Midnight Bites (The Morganville Vampires)

There’s something deeply creepy about an unlit Ferris wheel in the dark. It looks like the skeletal remains of something large that once rolled across the earth scooping up screaming victims in its buckety jaws. Or at least, it looked like that to me, but I naturally have a pretty macabre imagination. “Wow,” I said, looking up at the outlines of the black girders against the fading dark blue of the sky. “You take me to the nicest places. I am so lucky to have a guy like you.”


“Eve! Shhhh,” whispered Michael, my significant sweetie, as we crouched down between a blown pile of trash and the iron-shuttered side of some kind of cheesy win-a-toxic-stuffed-animal booth. This one specialized in rabbits. They all looked manic and a little diseased. I couldn’t help but fill in the old-time Elmer Fudd voice in my head. We’re hunting wabbits. It made me giggle a little breathlessly, with a nice knife-edge of terror, because we were in a closed amusement park, looking for a vampire, and hey, who doesn’t get the giggles now and then under those circumstances?

Don’t answer that.

Michael was giving me his I’m concerned and a little disturbed look, which was adorable. I’m not a fragile flower. Hell, I was born and raised in Morganville, Texas, which is likely the only place vampires can call home; if you grow up human there, you learn how to deal with life-threatening danger the way other, luckier people learn to deal with those annoying telemarketers. I don’t eat danger for breakfast, because it’s really just a tiny little bite-sized snack in hometown terms.

Michael, meanwhile, was the same . . . but different. He’d also grown up human in Morganville, but unlike me, he’d had the seriously bad misfortune to actually be bitten, almost two years ago. It hadn’t gone well for him, and now, my all-time best guy ever was . . . well, fanged. But fighting to stay the Michael I’d always loved, which was nice, because we were, well, married now. Fangs and all.

He couldn’t have looked less bloodsucker-y, really. Gorgeous blond hair, clear blue eyes, the face that in earlier ages they would have put on a really hot marble angel—not vampire material, generally. He even dressed as if he were a regular dude who was looking forward to being of legal drinking age. . . . I wondered if he ever lamented the fact that he was going to be carded for all of his immortal life. Probably.

Me, I looked like I was aspiring to be what he actually was, what with my Goth black hair (temporarily streaked with electric blue, because, why not?), and the baggy black cargo pants and stomp-’em boots.
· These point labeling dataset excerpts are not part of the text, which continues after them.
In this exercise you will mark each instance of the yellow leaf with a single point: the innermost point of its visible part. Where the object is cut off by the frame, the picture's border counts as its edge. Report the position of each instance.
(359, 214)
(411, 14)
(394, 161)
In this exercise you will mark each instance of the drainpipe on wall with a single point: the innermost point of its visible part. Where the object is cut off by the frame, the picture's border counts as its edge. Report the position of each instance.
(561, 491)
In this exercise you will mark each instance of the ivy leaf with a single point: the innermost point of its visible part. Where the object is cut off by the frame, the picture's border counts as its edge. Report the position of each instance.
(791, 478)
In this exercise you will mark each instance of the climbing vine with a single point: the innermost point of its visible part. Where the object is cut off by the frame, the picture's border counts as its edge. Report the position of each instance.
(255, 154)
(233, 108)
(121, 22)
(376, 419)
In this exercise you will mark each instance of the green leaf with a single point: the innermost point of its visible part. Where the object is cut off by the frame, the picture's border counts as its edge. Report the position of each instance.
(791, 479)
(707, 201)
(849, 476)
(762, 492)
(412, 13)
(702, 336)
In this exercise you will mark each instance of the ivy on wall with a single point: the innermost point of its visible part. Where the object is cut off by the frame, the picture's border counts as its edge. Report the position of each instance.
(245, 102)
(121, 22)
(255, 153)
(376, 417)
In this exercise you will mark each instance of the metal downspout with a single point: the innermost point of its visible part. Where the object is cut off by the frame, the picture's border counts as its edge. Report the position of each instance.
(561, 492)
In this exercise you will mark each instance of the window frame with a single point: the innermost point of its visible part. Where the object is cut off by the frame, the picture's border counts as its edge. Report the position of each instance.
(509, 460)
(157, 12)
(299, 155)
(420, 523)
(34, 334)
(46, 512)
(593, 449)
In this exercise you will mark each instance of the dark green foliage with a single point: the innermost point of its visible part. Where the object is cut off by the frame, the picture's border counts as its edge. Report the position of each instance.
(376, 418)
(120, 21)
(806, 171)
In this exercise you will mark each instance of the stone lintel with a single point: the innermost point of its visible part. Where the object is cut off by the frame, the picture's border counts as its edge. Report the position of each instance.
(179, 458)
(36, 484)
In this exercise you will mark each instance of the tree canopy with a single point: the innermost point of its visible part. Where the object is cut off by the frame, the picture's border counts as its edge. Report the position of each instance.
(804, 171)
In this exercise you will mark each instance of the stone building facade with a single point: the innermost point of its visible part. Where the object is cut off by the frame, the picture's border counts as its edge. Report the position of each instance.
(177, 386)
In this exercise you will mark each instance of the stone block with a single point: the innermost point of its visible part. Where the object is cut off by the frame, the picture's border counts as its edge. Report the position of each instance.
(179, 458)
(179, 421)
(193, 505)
My shirt was tight, sheer, black over black, and had a particularly cool dark-blue-on-black embossed skull on it. Fighting clothes, although Michael had just shaken his head when he’d seen what I decided to wear for our middle-of-the-night tour of the scary carnival grounds. He just didn’t know what was stalking-appropriate, obviously. Men. No fashion sense.

“Over there,” Michael whispered, and nodded toward—of course—the haunted ride. It was what the carnies called a dark ride, which I thought was awesomely appropriate, especially tonight, what with all the creepy skulking around. The structure featured an absolutely gigantic Grim Reaper leaning over the top of it, gripping his scythe in one bony hand as the other reached down for the would-be riders. It probably looked super cheesy in the daylight, but tonight, I could practically see those black, flowing robes ripple in the cold wind.
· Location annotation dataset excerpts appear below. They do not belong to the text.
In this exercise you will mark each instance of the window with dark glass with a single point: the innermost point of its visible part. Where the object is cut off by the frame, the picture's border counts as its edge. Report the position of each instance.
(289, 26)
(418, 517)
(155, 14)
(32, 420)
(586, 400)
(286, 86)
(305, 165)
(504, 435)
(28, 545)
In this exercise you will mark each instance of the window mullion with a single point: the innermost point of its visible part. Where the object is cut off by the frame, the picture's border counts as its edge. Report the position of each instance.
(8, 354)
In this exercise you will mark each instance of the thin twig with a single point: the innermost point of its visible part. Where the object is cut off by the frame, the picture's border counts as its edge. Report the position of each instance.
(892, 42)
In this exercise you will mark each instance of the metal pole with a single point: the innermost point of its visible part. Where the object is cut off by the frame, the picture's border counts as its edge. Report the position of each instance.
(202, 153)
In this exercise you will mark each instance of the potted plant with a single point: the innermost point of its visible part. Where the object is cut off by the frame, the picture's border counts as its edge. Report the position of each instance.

If I believed in omens, that would probably be a really bad one.

“We’re looking for Death? Found him,” I said. I got another look, but also a smile. “Right. Stealth mode, engaged.” I made a zipping motion across my mouth. He did me the favor of not quite rolling his eyes.

We crept from the cover of the toy shed to that of a greasy-looking shack that dispensed hot dogs of doubtful meat content (oooh, but they had funnel cakes!), and then made it to the shadows next to the dark ride itself. The roller coaster was making a thin, high, creaking sound in the wind, and across the way, a shadowy carousel’s painted horses leered at me with wild eyes.

God, I loved this place. I wondered how Michael would feel about running away to join the circus.

Michael had paused, listening, doing that vampire-senses thing; I was content to wait for him to get back to me with a plan. I was just glad he’d asked me to come along as his backup. Usually our mutual buddy Shane got that job; to be fair, Shane was big, strong, and built for quality mayhem, but he was trying to cut down on the fighting, and I was happy to help that along. I’d seen all of us wearing sporty black and blue too much lately. Not the Goth kind. The bruise kind. Much tougher to accessorize.